Hubiera valido la pena, al fin de cuentas,
después de las tazas, la mermelada, el té,
entre las porcelanas, en medio de nuestra charla baladí,
hubiera valido la pena
morder con sonrisas la materia,
enrollar en una bola al universo
para arrojarla hacia algún interrogante abrumador.
Poder decir: «Soy Lázaro que regresa de la muerte
para os revelarlo todo, y así lo voy a hacer»…
Y si al poner en una almohada la cabeza, una dijera:
«No. No fue esto lo que quise decir.
No lo fue.

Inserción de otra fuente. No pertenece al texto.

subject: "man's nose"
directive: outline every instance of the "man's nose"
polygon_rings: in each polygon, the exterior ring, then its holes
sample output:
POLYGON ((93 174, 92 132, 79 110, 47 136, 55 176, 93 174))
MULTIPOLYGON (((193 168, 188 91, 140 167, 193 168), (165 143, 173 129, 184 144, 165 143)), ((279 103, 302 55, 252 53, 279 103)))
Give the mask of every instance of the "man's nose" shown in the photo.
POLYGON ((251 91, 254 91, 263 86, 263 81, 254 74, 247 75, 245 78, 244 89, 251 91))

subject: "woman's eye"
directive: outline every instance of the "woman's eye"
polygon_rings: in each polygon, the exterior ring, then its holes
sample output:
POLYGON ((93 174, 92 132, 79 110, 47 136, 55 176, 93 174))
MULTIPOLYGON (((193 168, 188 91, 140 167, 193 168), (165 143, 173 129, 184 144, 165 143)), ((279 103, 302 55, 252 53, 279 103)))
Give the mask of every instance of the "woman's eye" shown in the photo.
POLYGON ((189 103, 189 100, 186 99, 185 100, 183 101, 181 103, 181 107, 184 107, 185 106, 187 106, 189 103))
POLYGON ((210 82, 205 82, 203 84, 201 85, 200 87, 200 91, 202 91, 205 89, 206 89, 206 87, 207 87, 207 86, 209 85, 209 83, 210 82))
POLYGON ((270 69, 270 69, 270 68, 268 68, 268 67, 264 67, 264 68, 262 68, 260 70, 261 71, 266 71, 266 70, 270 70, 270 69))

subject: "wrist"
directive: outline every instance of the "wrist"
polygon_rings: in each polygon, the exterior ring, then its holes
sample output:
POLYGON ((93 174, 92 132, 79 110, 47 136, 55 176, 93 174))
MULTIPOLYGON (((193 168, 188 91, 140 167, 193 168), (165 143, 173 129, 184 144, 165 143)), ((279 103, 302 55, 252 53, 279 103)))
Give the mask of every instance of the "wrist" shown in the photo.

De ninguna manera».
Hubiera valido la pena, al fin de cuentas,
sí hubiera valido la pena,
después de los ocasos, las zaguanes, las callejuelas salpicadas,
después de las novelas, de las tazas de té y de las faldas por los pisos arrastradas.
¿Después de todo esto y algo más?
Me es imposible decir justamente lo que siento.
Mas cual linterna mágica que proyecta diseños de nervios sobre la pantalla, hubiera valido la pena, si al colocar un almohadón o arrancar una bufanda,
volviendo la mirada a la ventana, una hubiese confesado:
«No. No fue esto lo que quise decir.
No lo fue. De ninguna manera».
No. No soy el príncipe Hamlet. Ni he debido serlo;
más bien uno de sus cortesanos acudientes, alguien capaz
de integrar un cortejo, dar comienzo a un par de escenas,
asesorar al príncipe; en síntesis, fácil instrumento,
deferente, presto siempre a servir,
político, cauto y asaz meticuloso.
A veces, en realidad, casi ridículo.
A veces tonto de capirote.
Me vence la vejez. Me vence la vejez.
Luciré el pantalón con la manga al revés.
¿Me peinaré hacia atrás? ¿Me arriesgo a comer melocotones?
Me pondré pantalones de franela blanca y me iré a pasear a lo largo de la playa.
He oído allí cómo entre ellas se cantan las sirenas.
Mas no creo que me vayan a cantar a mí.
Las he visto nadando mar adentro sobre las crestas
de la marejada,
peinando las cabelleras níveas que va formando el oleaje
cuando de blanco y negro el viento encrespa el océano.
Nos hemos demorado demasiado en las cámaras del mar,
junto a ondinas adornadas con algas rojas y castañas,
hasta que voces humanas nos despiertan, y perecemos ahogados.
NOTA: Un abrazo muy especial para la gente de mi edad o mayor y para quienes aún no pasan de la infancia. Y mi pesar a quien traspasa ese tiempo entre la infancia y la vejez, porque es una jornada dolorosa y agotadora como la que siento.